Variational Joint Magnetometry and Gradiometry on Dipolar Spin Chains

TL;DR

This paper develops a variational framework for joint magnetometry and gradiometry on dipolar spin chains, achieving near-optimal quantum Fisher information performance for two-parameter sensing.

Contribution

It introduces a variational approach with a diagonal circuit ansatz to optimize joint magnetic field and gradient estimation, surpassing classical limits.

Findings

Achieves 0.92 of the best benchmark det(F) at N=5, a 4.2x SQL advantage.

Variational probes at L=3 reach near-optimal performance, outperforming fixed decoders.

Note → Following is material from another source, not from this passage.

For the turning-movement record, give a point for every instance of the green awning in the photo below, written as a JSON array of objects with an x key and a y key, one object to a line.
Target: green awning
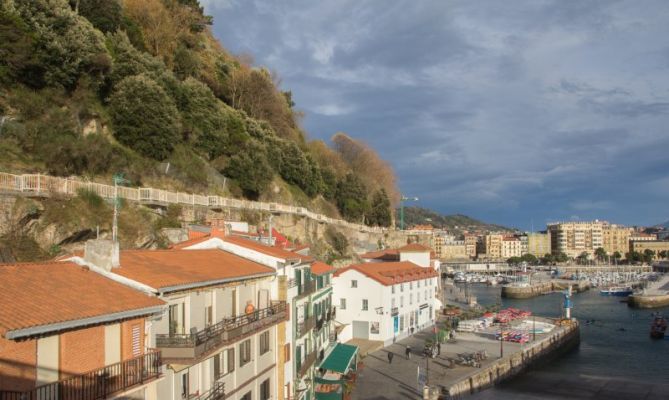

The optimal measurement structure follows from Dicke-sector decomposition, focusing on specific quantum states.

Abstract

Estimating a uniform magnetic field B0 and its spatial gradient g on a dipolar-coupled spin chain calls for a multiparameter figure of merit. The GHZ state, optimal for single-parameter Heisenberg-limited sensing, has a rank-one quantum Fisher information matrix with det(Q^GHZ) = 0 at every chain length N, ruling it out for the two-parameter problem. We present a variational framework that takes det(F) as the objective and a hardware-motivated layered dipolar circuit as the ansatz. Both encoding generators are diagonal in the computational basis, which reduces the search for the quantum Fisher information benchmark to a probability-simplex optimization and yields a tractable best-found benchmark det(Q*) against which variational performance is compared. The same diagonal structure makes the classical Fisher information depend only on basis-state probabilities under any single-qubit decoder, so encoder and decoder parameters are co-trained with CMA-ES in a single run. Decoder optimization past fixed Ramsey adds at most a few percentage points across the grid, in contrast to the persistent decoder gains seen in our prior single-parameter work. Variational probes at L = 3 reach 0.92 of the best-found benchmark at N = 5, a 4.2x SQL advantage in det(F), and concentrate on a four-string motif of the two GHZ extrema and two half-chain-flip strings whose structure follows from the Dicke-sector decomposition of the two generators.